PESHAWAR: Students of the University of Peshawar law degree programme, who await the announcement of exam results, have moved the Peshawar High Court seeking orders to declare them eligible for enrolment as trainee lawyers or apprentices on the basis of course completion in line with a past practice.
In the joint petition, 33 students of the Law College, University of Peshawar, also requested the court to declare the rules, which prohibit their enrollment on the basis of course completion, arbitrary and discriminatory.
They pleaded that the court should declare the rules especially Rule 108-C of the Pakistan Legal Practitioners and Bar Council Rules, 1976, illegal and that it is not applicable to them retrospectively.
The petitioners, whose lawyer is Mian Muhibullah Kakakhel, said they had enrolled themselves in the three years LLB programme, which was discontinued by the Pakistan Bar Council, in 2016 through a high court order.
Move PHC against rules, delay in results declaration
They said the LLB degree was of three years, while their contemporaries in other provinces had taken exam and had been given the results of LLB final year in Sept 2019.

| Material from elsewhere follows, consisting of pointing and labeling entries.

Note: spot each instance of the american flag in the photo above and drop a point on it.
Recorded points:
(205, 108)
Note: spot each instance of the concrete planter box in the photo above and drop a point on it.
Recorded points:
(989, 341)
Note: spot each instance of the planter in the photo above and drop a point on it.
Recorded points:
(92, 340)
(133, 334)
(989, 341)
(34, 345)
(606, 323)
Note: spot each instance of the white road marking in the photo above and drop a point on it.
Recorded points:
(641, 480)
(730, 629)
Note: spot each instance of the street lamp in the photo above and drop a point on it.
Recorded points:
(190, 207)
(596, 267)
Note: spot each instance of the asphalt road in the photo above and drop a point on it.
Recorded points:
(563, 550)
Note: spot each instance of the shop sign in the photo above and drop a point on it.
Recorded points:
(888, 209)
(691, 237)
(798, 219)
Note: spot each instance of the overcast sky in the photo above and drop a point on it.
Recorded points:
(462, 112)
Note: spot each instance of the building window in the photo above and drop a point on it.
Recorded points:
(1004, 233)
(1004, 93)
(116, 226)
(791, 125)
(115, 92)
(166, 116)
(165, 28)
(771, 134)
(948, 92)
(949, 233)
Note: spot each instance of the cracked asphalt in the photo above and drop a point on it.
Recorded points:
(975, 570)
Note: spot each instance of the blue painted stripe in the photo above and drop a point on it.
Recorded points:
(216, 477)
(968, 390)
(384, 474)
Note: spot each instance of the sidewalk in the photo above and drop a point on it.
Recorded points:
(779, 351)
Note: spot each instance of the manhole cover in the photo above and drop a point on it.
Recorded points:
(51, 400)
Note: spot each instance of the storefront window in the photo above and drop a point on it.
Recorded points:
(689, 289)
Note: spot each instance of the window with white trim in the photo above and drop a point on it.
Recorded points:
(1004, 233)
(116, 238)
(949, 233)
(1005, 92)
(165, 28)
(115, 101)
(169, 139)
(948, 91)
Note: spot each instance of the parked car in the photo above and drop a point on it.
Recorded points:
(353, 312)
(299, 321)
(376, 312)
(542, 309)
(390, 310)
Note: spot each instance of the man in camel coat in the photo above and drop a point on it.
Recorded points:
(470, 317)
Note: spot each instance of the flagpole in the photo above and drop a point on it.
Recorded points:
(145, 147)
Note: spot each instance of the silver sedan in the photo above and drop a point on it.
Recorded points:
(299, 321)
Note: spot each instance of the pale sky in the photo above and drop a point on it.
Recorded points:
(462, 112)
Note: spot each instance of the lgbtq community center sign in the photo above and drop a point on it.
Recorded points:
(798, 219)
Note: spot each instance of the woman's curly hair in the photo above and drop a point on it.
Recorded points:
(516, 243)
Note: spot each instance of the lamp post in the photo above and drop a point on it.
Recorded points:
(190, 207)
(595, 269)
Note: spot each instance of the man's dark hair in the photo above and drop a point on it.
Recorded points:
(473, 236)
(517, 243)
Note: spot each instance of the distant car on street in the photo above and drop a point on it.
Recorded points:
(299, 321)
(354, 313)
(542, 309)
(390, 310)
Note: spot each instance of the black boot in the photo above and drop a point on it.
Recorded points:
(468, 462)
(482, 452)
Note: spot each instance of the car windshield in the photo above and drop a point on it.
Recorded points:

The petitioners said they sat exams in Jan but the results were delayed and were expected to be declared in Sept 2020 or later.
They said since the announcement of the results of annual LLB programme used to take a long time, the bar councils required the law students to take course completion certificate from their respective colleges and universities on the last exam of the LLB Final Year and register themselves with them for apprenticeship with senior lawyers.

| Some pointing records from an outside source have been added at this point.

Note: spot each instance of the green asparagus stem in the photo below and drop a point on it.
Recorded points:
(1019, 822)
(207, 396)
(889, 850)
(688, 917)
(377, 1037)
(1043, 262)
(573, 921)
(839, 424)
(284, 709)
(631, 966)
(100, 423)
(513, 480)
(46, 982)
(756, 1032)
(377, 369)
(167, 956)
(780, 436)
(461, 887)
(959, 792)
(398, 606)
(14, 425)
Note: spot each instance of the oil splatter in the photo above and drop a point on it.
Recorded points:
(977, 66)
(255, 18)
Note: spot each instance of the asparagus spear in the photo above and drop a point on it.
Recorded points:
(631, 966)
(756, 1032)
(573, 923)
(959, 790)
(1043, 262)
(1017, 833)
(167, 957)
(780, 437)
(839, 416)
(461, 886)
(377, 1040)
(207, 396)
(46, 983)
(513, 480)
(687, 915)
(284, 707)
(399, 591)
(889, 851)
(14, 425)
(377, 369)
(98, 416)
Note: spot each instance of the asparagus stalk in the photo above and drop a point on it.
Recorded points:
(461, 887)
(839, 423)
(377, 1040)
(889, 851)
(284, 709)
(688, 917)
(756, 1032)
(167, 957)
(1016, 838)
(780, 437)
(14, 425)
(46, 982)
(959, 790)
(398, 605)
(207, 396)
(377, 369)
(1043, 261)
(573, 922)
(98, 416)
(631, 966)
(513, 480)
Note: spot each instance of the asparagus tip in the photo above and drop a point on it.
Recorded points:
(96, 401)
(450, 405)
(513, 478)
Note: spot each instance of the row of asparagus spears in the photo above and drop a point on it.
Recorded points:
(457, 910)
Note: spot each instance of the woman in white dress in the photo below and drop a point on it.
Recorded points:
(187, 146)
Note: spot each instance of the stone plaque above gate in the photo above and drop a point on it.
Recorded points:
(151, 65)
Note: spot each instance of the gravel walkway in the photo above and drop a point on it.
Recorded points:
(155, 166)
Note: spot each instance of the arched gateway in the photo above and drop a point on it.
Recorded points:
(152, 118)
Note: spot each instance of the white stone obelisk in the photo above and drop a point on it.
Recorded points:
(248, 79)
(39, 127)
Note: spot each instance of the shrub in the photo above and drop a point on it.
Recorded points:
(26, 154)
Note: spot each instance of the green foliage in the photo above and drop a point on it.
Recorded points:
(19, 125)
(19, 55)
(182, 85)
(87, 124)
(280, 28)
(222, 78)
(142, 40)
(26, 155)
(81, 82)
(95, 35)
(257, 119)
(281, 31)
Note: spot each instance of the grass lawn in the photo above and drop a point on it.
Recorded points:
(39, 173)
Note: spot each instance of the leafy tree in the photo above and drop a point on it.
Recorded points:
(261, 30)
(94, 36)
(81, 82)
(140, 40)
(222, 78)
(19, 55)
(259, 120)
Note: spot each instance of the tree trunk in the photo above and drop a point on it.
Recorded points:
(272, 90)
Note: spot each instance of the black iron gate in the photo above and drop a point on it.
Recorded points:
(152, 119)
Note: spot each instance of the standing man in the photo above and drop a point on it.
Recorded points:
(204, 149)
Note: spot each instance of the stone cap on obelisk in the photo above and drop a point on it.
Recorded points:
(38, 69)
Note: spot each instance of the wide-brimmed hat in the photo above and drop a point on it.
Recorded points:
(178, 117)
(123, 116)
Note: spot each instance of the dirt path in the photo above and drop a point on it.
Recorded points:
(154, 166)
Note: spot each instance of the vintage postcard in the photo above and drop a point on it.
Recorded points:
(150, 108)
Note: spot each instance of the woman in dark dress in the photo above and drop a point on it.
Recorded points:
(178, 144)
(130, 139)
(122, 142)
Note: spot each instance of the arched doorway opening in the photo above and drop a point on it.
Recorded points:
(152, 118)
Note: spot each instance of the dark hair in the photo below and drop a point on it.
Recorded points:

The petitioners said the five years LLB programme later replaced the three-year course, which was later discontinued by the Pakistan Bar Council.
They said the students of semester systems were given exam results in one week to four weeks, whereas the results of annual system in the province took up to eight months.

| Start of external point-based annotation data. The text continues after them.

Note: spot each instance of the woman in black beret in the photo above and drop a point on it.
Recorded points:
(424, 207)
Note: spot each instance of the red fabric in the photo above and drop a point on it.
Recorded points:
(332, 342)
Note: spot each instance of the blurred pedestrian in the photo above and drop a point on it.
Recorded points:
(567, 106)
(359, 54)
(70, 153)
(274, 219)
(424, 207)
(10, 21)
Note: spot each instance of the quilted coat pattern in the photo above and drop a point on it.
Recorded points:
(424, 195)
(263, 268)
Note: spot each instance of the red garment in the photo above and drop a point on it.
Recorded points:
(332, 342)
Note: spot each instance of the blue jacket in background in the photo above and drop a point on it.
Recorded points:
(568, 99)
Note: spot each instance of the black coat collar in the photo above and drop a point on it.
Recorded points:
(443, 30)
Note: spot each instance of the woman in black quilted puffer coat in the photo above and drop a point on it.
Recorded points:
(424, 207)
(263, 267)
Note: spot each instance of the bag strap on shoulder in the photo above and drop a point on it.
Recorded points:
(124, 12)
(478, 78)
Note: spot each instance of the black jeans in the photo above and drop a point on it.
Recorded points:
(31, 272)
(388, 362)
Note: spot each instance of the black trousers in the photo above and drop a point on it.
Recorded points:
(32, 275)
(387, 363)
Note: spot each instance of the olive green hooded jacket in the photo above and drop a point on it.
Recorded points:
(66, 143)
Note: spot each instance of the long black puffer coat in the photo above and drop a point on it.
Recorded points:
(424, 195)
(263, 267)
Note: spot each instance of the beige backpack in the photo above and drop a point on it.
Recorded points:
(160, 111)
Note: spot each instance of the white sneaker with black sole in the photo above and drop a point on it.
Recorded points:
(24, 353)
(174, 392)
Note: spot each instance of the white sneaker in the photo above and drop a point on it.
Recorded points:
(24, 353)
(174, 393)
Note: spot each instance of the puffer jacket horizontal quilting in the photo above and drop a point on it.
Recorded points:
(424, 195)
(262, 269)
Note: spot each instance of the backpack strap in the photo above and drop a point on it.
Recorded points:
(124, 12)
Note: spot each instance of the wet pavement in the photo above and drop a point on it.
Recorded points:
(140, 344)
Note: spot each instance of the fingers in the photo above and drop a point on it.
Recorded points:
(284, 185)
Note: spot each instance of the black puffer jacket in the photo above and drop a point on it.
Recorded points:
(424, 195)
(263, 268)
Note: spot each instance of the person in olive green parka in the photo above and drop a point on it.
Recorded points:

The petitioners claimed said they were not able to compete with the students of other provinces and university in law scholarships, advocate licence, competitive exams exclusively for law students, judiciary and the worst of all further education due to the negligence of their university.
They said they had to waste two years to get admission to LLM programme within the country and abroad due to the delay in the exam result declaration.
The petitioners said while transition from three year annual programme to five-year semester system took place, they were enrolled in three-year programme through a high court court.
The petitioners said amendments to the rules that changed essential requirement for enrolment as advocates had adversely affected them.
They said under Rule 108-C of the relevant law, an apprentice would begin their apprenticeship with senior lawyers after the passing of LLB final exams and National Testing Service assessment test.